Der Wecker klingelt unerbittlich. Warum macht dieses Handy in aller Hergottsfrüh so einen Lärm. Es ist 8:00 Uhr.

Langsam dämmert’s wieder. Wir wollten um 9:00 los. Der Wetterbericht hatte 4 Windstärken vorhergesagt auf 5 zunehmend bis Mittag. Eigentlich haben wir keine Lust, die Strecke über’s offene Meer nach Port la Nouvelle, wo der Kanal beginnt, bei viel Wind und Welle zurückzulegen. Irgendwie fühlen sich alle etwas flau. Woran das wohl liegt? Richtig Hunger hat auch keiner. Also Kaffee aufgesetzt und dann Leinen los. Frühstücken in Port la Novelle.

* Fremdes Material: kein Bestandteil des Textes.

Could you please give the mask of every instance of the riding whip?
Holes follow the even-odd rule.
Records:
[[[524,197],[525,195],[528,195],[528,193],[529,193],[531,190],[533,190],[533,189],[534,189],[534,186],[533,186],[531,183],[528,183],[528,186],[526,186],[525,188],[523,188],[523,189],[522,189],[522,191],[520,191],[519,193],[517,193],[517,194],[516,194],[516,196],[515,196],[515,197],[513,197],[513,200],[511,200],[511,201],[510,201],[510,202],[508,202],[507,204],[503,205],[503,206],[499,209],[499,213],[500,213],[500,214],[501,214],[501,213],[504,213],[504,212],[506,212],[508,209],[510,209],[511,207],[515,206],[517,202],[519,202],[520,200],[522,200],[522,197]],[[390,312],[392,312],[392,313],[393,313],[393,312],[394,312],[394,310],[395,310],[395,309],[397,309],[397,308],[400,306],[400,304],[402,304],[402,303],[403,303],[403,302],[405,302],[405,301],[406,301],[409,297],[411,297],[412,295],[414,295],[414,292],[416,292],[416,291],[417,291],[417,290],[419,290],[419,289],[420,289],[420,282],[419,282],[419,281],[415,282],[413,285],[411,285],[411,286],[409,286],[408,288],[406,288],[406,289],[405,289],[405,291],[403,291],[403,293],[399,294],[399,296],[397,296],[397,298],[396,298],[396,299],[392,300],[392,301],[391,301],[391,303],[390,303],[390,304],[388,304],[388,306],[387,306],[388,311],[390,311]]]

Als wir das Hafenbecken verlassen, kommt uns eine Seenotrettungskreuzer entgegen. Wie grüssen freundlich. Die Seenotretter grüssen zurück, blicken aber etwas skeptisch. Einer deutet mit der Hand Wellenbewegungen an und zeigt aufs Meer. Ein mulmiges Gefühl stellt sich ein. Als wir uns der Mole nähern wird klar was gemeint war. Gischt sprüht über den Molenkopf. Na prima. Genau das, was wir vermeiden wollten. Zum Glück weht der Wind in unsere Richtung. Trotzdem fixieren wir den Mast nochmal mit einem dicken Festmacher, damit er sich bei Stampfbewegungen nicht verselbständigt.

Draussen hat es 0,5 bis 1m Welle von schräg achtern. Der Wind weht auflandig, aber solange der Motor durchhält, eigentlich kein Problem. Trinity nimmt die Wellen mit dem Steuerbordschwimmer und sie laufen problemlos unter uns durch – bis auf ein paar Ausnahmen.

Kurz vor Cap Leucate sehen wir, warum die Seenotretter draussen waren. Ein Rettungsschiff ist dabei, einen Segler vom Strand freizuschleppen. Scheint schwierig zu sein. Ob der einen Motorschaden hatte? Schnell weiter und am Kap vorbei.

Wir haben schon auf der Anfahrt zu Port Leucate festgestellt, dass hier bis zu einer Seemeile vor der Küste jede Menge Stellnetzte ausgelegt sind. Jetzt nur nicht eines dieser Dinger in die Schraube bekommen. Wir halten aufmerksam Ausschau. Die Netze sind mit Bojen und Fähnchen gekennzeichnet, die aus einem netzartigen Stoff bestehen. Kaum zu sehen diese Dinger. Gut dass 6 Augen Ausschau halten.

Gegen 11:30 laufen wir in Port la Nouvelle ein. Ein langer Schlauch mit Steganlagen für die Großschiffahrt, Kränen, Lagerhäusern und Öltanks. Ganz am Ende befinden sich Schwimmstege für Sportboote. Wir beschließen dort anzulegen, um erstmal zu frühstücken und dann die Schwimmer einzuklappen, um Trinity kanalfertig zu machen. Der Wind treibt uns mächtig ab, aber im zweiten Anlauf klappt das Anlegemanöver. In der Nähe befindet sich eine Boulangerie und Lutz kommt wenig später mite einer Tüte voll frischer Croissants und anderem französischem Backwerk wieder an Bord. Lecker!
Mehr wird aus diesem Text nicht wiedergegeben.